Четыре сезона
— Ты правда считаешь, что мы сделали правильно? — спросила она, прикрывшись тонким покрывалом, которое стало почти прозрачным от чужих тел, и уже не старалось казаться белым.
Ну что за детские вопросы. Правильно? Для кого — правильно? Да кто их видел, эти правила. Правильно — это до смерти скучно — подумал он.
Он ответил не сразу, многозначительно помолчал. Это у него получалось очень хорошо — и когда ему нечего было сказать, и когда говорить было не нужно. Курил, лежал навзничь, уставившись в потолок. Потолок был жёлтым, с облупленной краской. Потолок гипнотизировал. Хорошо смотреть в такой потолок, и стареть. Хорошее место для молчания.

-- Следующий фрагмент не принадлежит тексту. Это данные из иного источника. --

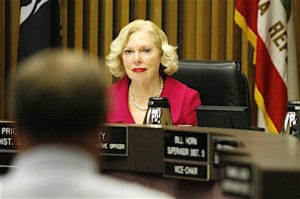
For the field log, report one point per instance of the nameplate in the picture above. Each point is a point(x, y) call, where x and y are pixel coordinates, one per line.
point(237, 179)
point(186, 146)
point(113, 141)
point(188, 171)
point(7, 132)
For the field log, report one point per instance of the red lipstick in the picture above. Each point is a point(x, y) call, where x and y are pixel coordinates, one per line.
point(139, 70)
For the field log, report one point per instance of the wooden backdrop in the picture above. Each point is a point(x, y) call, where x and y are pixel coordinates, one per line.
point(202, 29)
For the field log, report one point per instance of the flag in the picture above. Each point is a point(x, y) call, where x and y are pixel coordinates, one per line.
point(39, 26)
point(266, 25)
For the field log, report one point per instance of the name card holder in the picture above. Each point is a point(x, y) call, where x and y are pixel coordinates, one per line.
point(113, 141)
point(7, 143)
point(186, 155)
point(238, 179)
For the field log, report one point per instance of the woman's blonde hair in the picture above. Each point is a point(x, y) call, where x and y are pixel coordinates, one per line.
point(169, 59)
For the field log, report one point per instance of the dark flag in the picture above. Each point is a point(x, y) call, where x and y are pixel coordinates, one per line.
point(39, 26)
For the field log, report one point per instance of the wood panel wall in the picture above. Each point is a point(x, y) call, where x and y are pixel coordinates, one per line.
point(202, 29)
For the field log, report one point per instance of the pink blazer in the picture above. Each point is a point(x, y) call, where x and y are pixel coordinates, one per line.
point(183, 101)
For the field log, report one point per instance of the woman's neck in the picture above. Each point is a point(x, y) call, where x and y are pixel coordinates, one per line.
point(143, 91)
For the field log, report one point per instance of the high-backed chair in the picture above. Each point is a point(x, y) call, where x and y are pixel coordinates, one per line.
point(219, 83)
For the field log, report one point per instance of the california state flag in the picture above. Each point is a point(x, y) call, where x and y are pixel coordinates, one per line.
point(276, 69)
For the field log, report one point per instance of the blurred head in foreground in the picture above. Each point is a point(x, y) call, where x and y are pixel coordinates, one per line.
point(58, 96)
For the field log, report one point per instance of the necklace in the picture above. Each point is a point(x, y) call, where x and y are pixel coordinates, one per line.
point(132, 99)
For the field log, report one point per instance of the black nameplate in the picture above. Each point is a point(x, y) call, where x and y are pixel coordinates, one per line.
point(237, 179)
point(113, 141)
point(186, 171)
point(186, 146)
point(7, 132)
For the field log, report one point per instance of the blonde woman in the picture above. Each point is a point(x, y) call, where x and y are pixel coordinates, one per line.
point(142, 59)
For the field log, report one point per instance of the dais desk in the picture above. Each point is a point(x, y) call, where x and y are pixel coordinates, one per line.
point(193, 162)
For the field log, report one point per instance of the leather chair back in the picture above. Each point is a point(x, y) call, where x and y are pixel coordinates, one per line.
point(219, 83)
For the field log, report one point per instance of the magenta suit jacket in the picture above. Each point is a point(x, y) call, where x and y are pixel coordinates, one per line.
point(183, 101)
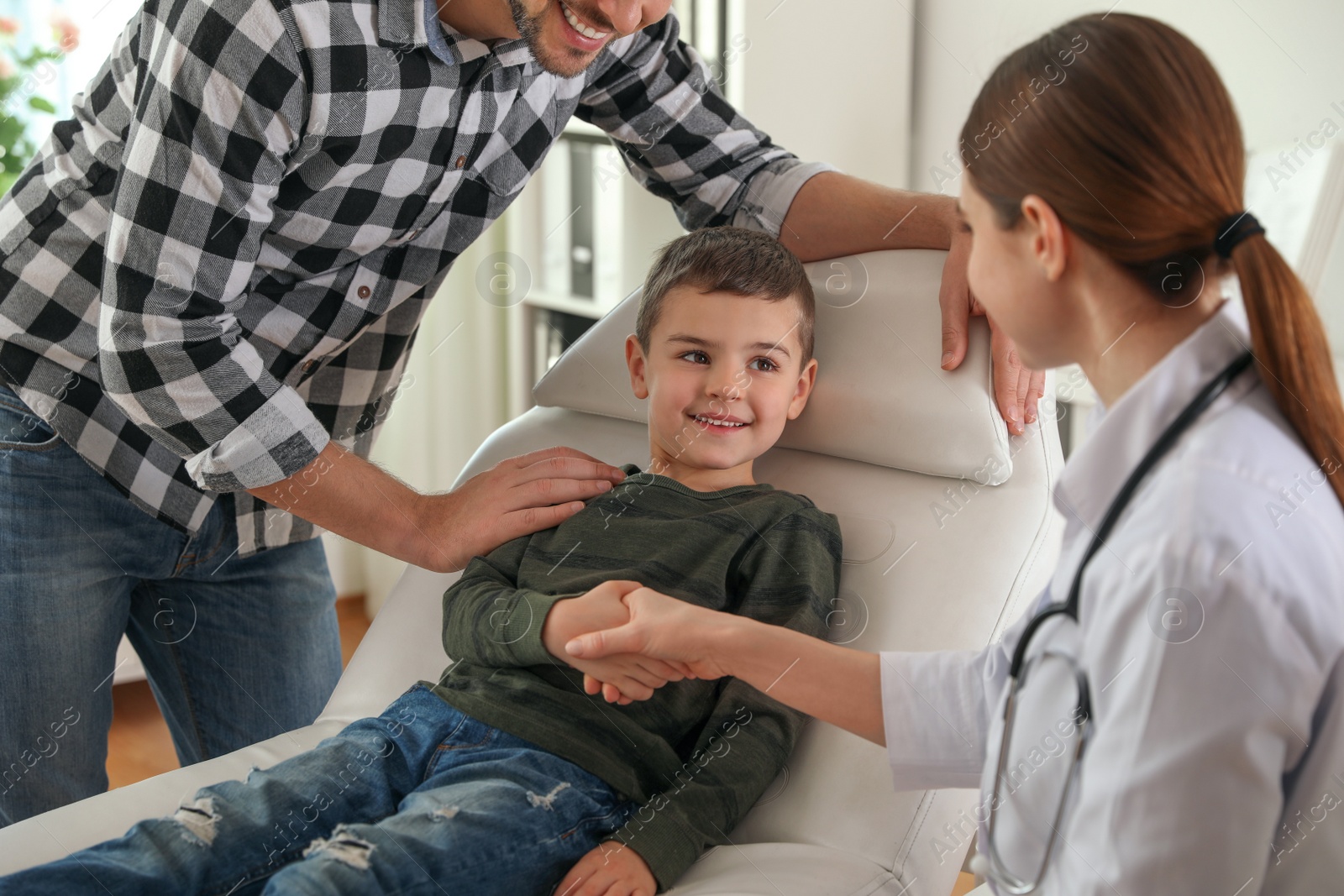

Под потолком — лампочка на шнуре, она слегка раскачивалась, будто от сквозняка, — хотя окон в комнате не было. Слегка пахло помоями — это канализация. В Старом Городе всегда были проблемы со сточными водами. Но если захотеть, можно думать, что это запах моря, или старых каналов. Закрыть глаза, и думать, что это Венеция. Что ж. Неплохо, совсем неплохо.
— Я считаю, что этот отель — дыра, — наконец сказал он. — Но все довольно романтично.
Она не обиделась. Она никогда не обижалась на него по-настоящему. Чтобы обижаться, нужно быть на равных, а она смотрела на него, как кошка на повара из привокзальной столовой — с любовью, и со страхом, и с предчувствием боли, которую стоит вытерпеть.
— А ты помнишь, как мы познакомились? — сказала она, заглядывая ему в лицо. Жадные, грустные глаза. Жадная грустная девочка. Девочка — газ, газообразная девочка, стремится заполнить все доступное пространство, хотя он ее об этом не просил.
Он помнил. Лучше, чем хотел.
Был март. Еще почти февраль. Холодный, сырой и серый. Городской пляж, тоже холодный, сырой и серый, как выцветшая старая фотография. Она стояла в длинном пальто, волосы — спутанные ветром, как у ведьмы. Почти красивая. Печальная. В одной руке — охапка цветов, в другой — ничего. Она бросала цветы в воду по одному, и что-то шептала. Раз ведьма, значит — заклинания. А ему тогда было нечего делать. Совсем. Он просто подошёл. Спросил, это ритуал или модное расстройство психики. Она засмеялась. Через час они уже пили дешёвое красное в киоске, через два — шли по дамбе, взявшись за руки через три — целовались за рекламным щитом, на котором выцветший мужчина хвастался одеколоном. Как подростки, ей-богу.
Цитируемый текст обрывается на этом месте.